Raphaël Glucksmann, photographié à Blois, lors de la rentrée du PS le 29 août. EN BREF
• Raphaël Glucksmann confirme avoir été visé par une opération de désinformation russe par le biais d’une vidéo au sujet de Léa Salamé.
• Les autorités françaises ont selon lui identifié le groupe Storm-1516, lié à la Russie, comme responsable.
• Le gouvernement prépare une loi pour lutter contre les fausses informations en période électorale.
« Cette attaque n’est qu’un avant-goût de ce qui va suivre ». Quelques jours après la diffusion sur X d’une vidéo le ciblant lui et sa compagne, Raphaël Glucksmann confirme ce mardi 4 août qu’elle est le fruit d’une ingérence numérique étrangère.
« Le Secrétariat général de la Défense et de la Sécurité nationale (SGDSN) m’a informé que j’étais la cible d’une attaque du groupe Storm-1516, directement piloté par le GRU (les services secrets de l’armée russe), explique l’eurodéputé Place publique sur le réseau social. L’opération russe est identifiée, tracée, attribuée. »

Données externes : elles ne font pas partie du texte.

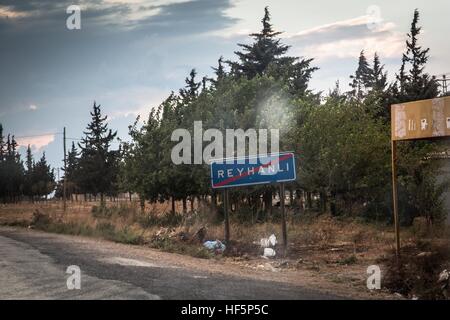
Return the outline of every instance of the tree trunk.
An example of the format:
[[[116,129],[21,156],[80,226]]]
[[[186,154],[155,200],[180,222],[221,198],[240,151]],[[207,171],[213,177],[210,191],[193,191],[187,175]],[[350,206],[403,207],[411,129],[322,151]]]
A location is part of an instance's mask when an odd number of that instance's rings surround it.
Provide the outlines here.
[[[312,208],[312,196],[311,196],[311,192],[310,191],[306,192],[306,207],[308,209]]]
[[[97,197],[96,197],[97,198]],[[96,199],[97,200],[97,199]],[[105,206],[105,195],[102,193],[100,193],[100,206],[104,207]]]
[[[186,197],[183,197],[183,214],[187,213]]]
[[[217,195],[215,192],[211,195],[211,204],[214,210],[217,209]]]
[[[320,193],[320,210],[322,212],[327,211],[327,195],[325,192]]]
[[[172,213],[175,213],[175,198],[172,197]]]
[[[140,204],[140,207],[141,207],[141,213],[144,214],[144,212],[145,212],[145,198],[142,195],[139,196],[139,204]]]
[[[263,193],[264,211],[266,215],[270,215],[272,211],[272,191],[266,190]]]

Reproduisant les codes du média Blast, la vidéo en question usurpe l’identité de sa journaliste phare Salomé Saqué et du fondateur de Mediapart Edwy Plenel. Dans ce clip de deux minutes grossièrement monté, une voix robotique explique que Léa Salamé aurait « tenté de soudoyer des médias en échange de la publication d’articles visant à donner une image positive de son mari et à promouvoir son programme électoral ».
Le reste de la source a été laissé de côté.